Here is this implemented with Java:


public static boolean isPalindrome(String str) {
int size = str.length();

if (size <= 1) {
return true;
}
else if (str.charAt(0) != str.charAt(size - 1)) {
return false;
} else {
return isPalindrome(str.substring(1, size - 1));
}
}


This method starts by finding the size of the string and checking if it's 1 or less. If so, it must be a palindrome so it returns true. This serves as the base case.

Next, we check if the characters on either end don't match. If they don't, then it must not be a palindrome, so we return false.

Finally, we recurse. We do that by calling ourselves again on the string consisting of everything in the original string except the first and last characters.

This example is available as Palindrome.java.

## Towers of Hanoi

There is a myth that there is a temple with three large towers. On the first tower are 64 golden rings where each one is smaller than the one under it. Monks at the temple are trying to move all of the rings from the first tower to the third tower.

However they must obey the rule that no ring can be placed on a ring that is smaller than it. To move the rings, they must use the third tower as a place holder to move the rings over while obeying the rule.

The myth states that when the monks are finished, and have moved all 64 rings to the third tower, the world will end.

We want to write a program that will figure out how to move all of the rings over, one by one.

Thinking of this recursively, to move any disc from the left tower to the right tower, we would first have to move all of the discs above it to the middle, then put the disc we want on the right, and then put all of the discs on the middle tower back on top at the right.

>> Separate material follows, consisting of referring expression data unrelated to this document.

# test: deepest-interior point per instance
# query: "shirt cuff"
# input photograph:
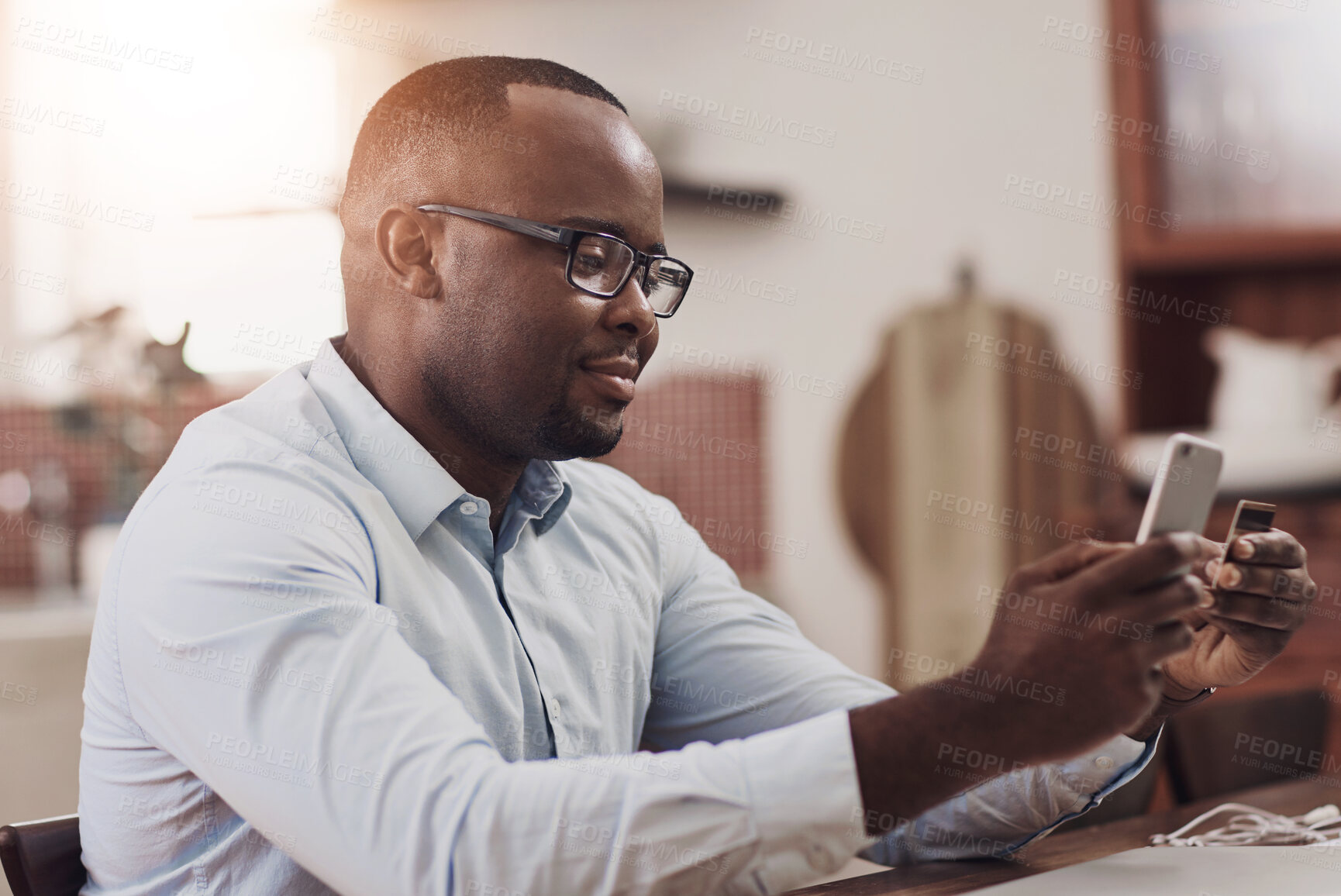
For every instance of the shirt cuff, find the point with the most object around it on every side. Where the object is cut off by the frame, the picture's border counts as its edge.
(1098, 773)
(809, 816)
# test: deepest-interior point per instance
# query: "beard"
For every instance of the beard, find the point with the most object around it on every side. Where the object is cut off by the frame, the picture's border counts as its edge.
(561, 432)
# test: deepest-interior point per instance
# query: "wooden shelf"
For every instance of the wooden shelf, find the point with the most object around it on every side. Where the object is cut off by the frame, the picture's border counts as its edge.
(1223, 250)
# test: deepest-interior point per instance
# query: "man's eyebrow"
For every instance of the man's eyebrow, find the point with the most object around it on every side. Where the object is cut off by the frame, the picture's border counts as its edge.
(604, 226)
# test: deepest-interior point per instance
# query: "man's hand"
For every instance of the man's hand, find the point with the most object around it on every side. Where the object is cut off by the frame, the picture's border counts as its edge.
(1241, 628)
(1078, 667)
(1113, 620)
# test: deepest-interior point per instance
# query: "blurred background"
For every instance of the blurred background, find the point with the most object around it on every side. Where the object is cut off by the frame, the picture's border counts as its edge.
(959, 268)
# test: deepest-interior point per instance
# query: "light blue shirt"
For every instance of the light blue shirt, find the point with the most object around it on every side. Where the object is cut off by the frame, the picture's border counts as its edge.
(312, 670)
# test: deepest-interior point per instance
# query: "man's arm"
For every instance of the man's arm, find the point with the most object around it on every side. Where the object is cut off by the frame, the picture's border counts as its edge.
(343, 738)
(729, 664)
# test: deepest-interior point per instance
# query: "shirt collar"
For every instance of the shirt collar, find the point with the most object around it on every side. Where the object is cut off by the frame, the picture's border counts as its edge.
(412, 481)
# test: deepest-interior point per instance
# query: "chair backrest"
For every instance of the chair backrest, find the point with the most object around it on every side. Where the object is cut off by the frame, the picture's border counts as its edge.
(1238, 743)
(43, 857)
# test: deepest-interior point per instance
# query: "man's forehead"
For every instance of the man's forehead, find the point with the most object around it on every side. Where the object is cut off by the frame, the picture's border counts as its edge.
(562, 156)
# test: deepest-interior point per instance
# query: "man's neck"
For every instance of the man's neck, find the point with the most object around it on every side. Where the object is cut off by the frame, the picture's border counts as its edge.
(479, 475)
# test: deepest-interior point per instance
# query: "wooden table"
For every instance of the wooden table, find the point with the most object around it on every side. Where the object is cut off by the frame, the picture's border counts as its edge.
(1060, 851)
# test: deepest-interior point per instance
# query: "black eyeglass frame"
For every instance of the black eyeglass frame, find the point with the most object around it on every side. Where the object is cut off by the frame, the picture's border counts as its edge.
(571, 238)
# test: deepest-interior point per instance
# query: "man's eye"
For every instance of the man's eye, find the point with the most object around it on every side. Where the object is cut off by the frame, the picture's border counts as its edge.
(591, 260)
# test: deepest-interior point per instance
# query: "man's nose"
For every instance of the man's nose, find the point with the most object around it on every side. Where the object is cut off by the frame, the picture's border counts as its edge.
(630, 308)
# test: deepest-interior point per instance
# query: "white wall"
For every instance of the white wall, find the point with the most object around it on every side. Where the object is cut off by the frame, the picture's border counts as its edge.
(929, 161)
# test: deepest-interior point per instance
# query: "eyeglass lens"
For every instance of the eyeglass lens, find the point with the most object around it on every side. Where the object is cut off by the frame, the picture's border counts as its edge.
(601, 264)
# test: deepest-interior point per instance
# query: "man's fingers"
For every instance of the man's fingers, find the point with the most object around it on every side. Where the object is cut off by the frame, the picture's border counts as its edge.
(1162, 602)
(1258, 611)
(1067, 561)
(1273, 547)
(1170, 640)
(1135, 567)
(1269, 581)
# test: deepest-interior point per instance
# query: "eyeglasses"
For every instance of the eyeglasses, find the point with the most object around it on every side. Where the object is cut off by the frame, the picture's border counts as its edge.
(598, 264)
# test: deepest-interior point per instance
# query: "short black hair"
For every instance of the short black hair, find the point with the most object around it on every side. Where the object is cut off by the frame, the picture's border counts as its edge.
(450, 101)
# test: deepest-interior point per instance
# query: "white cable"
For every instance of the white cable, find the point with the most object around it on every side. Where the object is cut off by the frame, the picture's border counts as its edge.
(1257, 826)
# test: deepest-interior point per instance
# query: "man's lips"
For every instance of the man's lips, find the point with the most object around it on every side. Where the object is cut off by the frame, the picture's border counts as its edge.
(615, 376)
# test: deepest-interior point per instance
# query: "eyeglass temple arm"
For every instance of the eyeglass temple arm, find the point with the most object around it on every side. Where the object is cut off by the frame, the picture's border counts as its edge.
(550, 233)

This is recursive because in defining how to move a disc, we say that we have to move other discs. This idea can be used to come up with a recursive algorithm like so:


To move a disc from left to right, using middle:
First move all discs above us to the middle, using right.
Then move this disc from the left to the right.
Lastly move all discs from the middle to the right using left.

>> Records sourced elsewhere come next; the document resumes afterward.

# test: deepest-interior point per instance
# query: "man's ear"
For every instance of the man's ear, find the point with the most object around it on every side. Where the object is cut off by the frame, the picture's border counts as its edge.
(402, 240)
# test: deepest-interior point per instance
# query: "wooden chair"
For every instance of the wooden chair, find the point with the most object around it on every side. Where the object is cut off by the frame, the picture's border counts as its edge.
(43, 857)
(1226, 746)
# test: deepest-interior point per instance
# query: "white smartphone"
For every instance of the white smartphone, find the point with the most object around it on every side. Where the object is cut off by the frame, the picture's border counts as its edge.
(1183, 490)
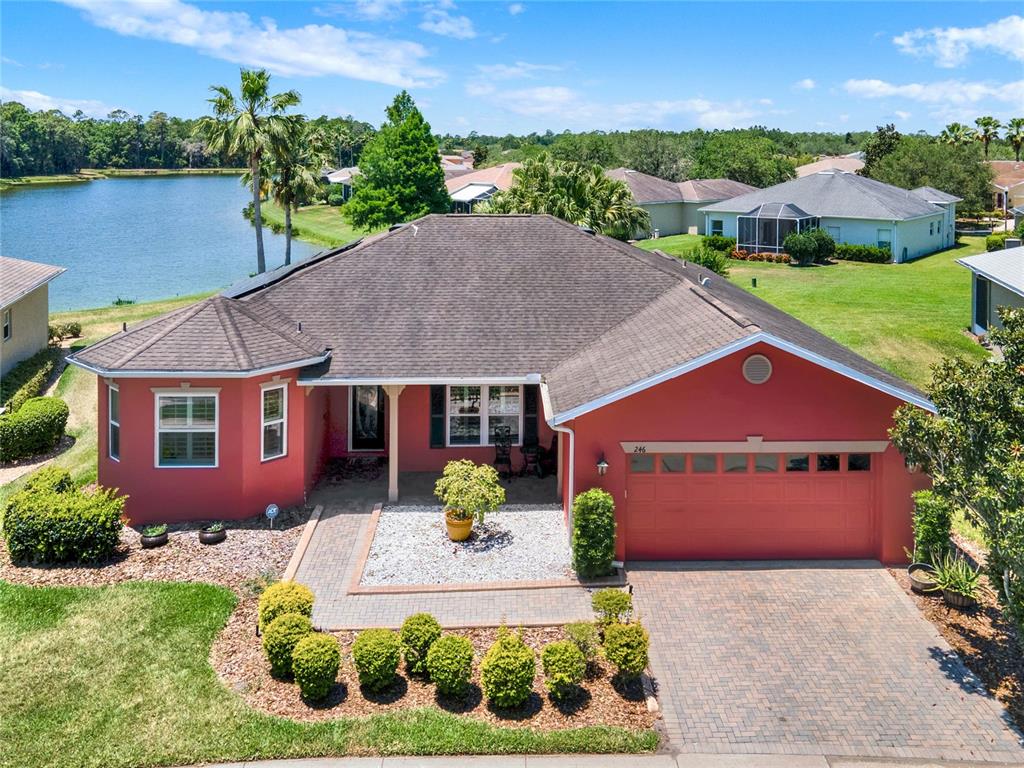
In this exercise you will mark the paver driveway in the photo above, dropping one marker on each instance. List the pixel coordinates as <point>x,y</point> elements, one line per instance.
<point>828,658</point>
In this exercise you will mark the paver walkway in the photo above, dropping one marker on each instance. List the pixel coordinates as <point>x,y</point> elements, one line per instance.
<point>817,658</point>
<point>330,561</point>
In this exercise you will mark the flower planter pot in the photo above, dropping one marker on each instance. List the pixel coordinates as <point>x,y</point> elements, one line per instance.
<point>459,530</point>
<point>922,577</point>
<point>152,542</point>
<point>956,600</point>
<point>212,537</point>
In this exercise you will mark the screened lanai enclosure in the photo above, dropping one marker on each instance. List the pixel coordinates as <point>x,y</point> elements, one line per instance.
<point>766,227</point>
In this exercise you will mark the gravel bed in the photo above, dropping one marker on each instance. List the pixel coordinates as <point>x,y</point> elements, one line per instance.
<point>518,543</point>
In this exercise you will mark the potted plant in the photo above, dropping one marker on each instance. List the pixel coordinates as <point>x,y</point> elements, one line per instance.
<point>467,491</point>
<point>957,581</point>
<point>154,536</point>
<point>215,532</point>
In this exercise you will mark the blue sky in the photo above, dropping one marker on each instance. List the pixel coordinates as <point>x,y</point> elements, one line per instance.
<point>500,68</point>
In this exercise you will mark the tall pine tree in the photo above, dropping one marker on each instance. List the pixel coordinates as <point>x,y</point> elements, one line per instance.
<point>400,176</point>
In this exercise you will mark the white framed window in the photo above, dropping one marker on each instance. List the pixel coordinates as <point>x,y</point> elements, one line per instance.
<point>114,422</point>
<point>475,411</point>
<point>186,428</point>
<point>273,432</point>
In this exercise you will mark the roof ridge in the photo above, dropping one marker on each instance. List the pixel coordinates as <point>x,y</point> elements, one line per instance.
<point>185,315</point>
<point>235,339</point>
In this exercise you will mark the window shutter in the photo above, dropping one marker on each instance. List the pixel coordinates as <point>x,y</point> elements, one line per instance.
<point>530,397</point>
<point>437,416</point>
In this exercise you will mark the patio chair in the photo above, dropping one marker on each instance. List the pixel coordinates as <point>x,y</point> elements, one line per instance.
<point>503,451</point>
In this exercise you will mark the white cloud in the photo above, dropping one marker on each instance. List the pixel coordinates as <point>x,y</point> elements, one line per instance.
<point>439,22</point>
<point>950,46</point>
<point>233,36</point>
<point>36,100</point>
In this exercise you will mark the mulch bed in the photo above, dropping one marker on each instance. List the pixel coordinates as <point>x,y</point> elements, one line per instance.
<point>239,659</point>
<point>988,643</point>
<point>251,553</point>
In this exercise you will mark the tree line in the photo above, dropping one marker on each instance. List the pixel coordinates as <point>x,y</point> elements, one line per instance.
<point>48,141</point>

This program demonstrates this technique to solve the Towers of Hanoi: Towers.java.

This method calls itself twice each time through. This means the total number of steps needed doubles for each additional ring that we add. The number of moves is given in the following table:

 Rings Steps 1 1 2 3 3 7 4 15 5 31 6 63 7 127 8 255 9 511 10 1023 ... ... 64 18446744073709551615

The number of steps is defined by the following formula:

$steps(rings) = 2^{rings} - 1$

This means that this algorithm is $O(2^n)$. This is called an exponential algorithm, and is completely impractical for large input sizes.

For doing a small number of discs, this doesn't take too terribly long. On my computer, given how long smaller numbers of discs take, it will take roughly 17 million years for the program to complete if we try all 64. Given that the monks are probably a lot slower than a computer, the world won't be ending any time soon :).